Les spéculations vont bon train en ce moment à propos de
l’émergence d’entités nouvelles : kurde, chiite, sunnite, sur les ruines de
l’Irak, État somme toute artificiel puisque né d’un découpage de l’empire
ottoman au profit de deux puissances coloniales, la France et l’Angleterre.
C’est négliger la force du fait national, qui parvient à
prendre racine sur les terrains les plus improbables, dès que les sociétés concernées
accèdent à la modernité. Certes, l’époque contemporaine a connu le
démantèlement de la Yougoslavie, mais il est le fait de la résilience de plus vieilles
nations qu’elle, Croate et Serbe. Rien de tel en Irak, même chez les Kurdes, qui,
avec leurs frères turcs, syriens et iraniens, peuvent être qualifiés de
proto-nation, mais dont l’unité virtuelle reste traversée d’importantes
fractures tribales et linguistiques.
C’est négliger aussi la force du fait démocratique que l’on
voit à l’œuvre à Bagdad. Pour la quatrième fois, le peuple irakien s’est
exprimé dans des élections législatives, d’abord pour élire une assemblée
constituante en janvier 2005, puis pour élire son parlement en décembre 2005,
en 2010 et 2014, en privilégiant chaque fois un peu plus les hommes et les
programmes au détriment des réflexes communautaires. La constitution a été
respectée pour la formation des gouvernements qui se sont succédés, elle l’a
été cette fois-ci encore avec, comme prévu, l’élection du président du
parlement, puis l’élection du président de la République, enfin la désignation
par ce dernier d’une personnalité chargée de former un gouvernement. Le Premier
ministre sortant s’est incliné sous l’effet d’une dynamique parlementaire et
d’opinion, appuyée par la communauté internationale. Le fait démocratique l’a
donc clairement emporté. Il appartient désormais au paysage irakien.
Et le futur Premier ministre sait qu’il ne parviendra à
gouverner qu’en recréant de la cohésion et du respect mutuel entre les trois
grandes communautés formant le tissu de l’Irak : Arabes chiites, Arabes
sunnites, et Kurdes. Les principaux leaders spirituels et politiques de la
communauté chiite, majoritaire dans le pays, ont compris que le temps de la
revanche sur une longue période d’oppression devait prendre fin. La
réintégration des Sunnites dans le jeu électoral dont ils se sont jusqu’à
présent tenu éloignés, une répartition équitable des responsabilités et des
ressources, notamment pétrolières, entre les trois communautés, associée à une
plus grande autonomie régionale et locale, sont la clef du succès.

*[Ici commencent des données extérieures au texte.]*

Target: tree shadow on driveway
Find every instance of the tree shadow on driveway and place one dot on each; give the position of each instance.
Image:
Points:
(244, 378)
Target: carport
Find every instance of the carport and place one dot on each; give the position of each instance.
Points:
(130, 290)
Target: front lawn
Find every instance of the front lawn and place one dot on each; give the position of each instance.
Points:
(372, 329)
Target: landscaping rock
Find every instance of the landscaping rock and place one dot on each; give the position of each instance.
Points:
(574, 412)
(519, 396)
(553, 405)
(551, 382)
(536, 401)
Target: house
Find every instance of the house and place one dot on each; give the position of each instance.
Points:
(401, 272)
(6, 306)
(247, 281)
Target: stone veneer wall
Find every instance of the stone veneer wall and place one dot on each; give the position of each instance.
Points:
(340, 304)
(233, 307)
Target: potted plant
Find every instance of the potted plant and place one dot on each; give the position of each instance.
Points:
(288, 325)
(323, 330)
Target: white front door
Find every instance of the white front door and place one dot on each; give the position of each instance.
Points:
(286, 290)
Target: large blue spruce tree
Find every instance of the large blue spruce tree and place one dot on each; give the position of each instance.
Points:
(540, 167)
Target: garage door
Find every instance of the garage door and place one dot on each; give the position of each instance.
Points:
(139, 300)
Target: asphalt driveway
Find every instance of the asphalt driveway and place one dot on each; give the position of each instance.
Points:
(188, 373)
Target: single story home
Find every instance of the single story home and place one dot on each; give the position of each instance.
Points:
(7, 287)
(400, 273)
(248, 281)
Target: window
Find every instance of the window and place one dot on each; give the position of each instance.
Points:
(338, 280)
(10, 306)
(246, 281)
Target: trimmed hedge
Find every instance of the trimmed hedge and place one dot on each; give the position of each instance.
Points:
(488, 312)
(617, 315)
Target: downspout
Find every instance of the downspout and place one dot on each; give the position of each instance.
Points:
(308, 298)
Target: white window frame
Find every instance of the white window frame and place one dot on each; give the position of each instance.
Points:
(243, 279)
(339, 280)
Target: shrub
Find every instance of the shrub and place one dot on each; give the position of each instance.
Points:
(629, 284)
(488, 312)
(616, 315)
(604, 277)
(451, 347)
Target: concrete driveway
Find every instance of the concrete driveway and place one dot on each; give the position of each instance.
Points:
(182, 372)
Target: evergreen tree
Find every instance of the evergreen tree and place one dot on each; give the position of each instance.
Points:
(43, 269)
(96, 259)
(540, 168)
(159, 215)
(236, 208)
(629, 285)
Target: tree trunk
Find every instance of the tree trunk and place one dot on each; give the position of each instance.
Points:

Certes, l’on voit bien aussi à l’œuvre les dynamiques
centrifuges qui pourraient conduire au démantèlement de l’Irak : tentation
d’indépendance des Kurdes, et menace de« l’État islamique », implanté
dans l’ouest sunnite du pays après avoir conquis une partie de la Syrie.
Pour « l’État islamique », il y a de bonnes
chances qu’il ne soit qu’un phénomène éphémère, tant il prend à rebours tout
processus d’insertion durable dans son environnement. S’il rappelle quelque
précédent, ce serait celui du mouvement millénariste du Mahdi ayant prospéré au
Soudan dans les années 1880, avant d’être éliminé en 1898 par les troupes du
général Kitchener. Si ce mouvement a tenu presque vingt ans, c’est en raison de
l’absence sur place d’un contre-modèle en forme d’État et de l’indifférence des
puissances tutélaires de la région. Rien de tel aujourd’hui en Irak. En revanche,
pour ce qui concerne l’emprise de« l’État islamique » sur la Syrie,
elle sera difficile à éradiquer tant que sera acceptée l’anarchie actuelle.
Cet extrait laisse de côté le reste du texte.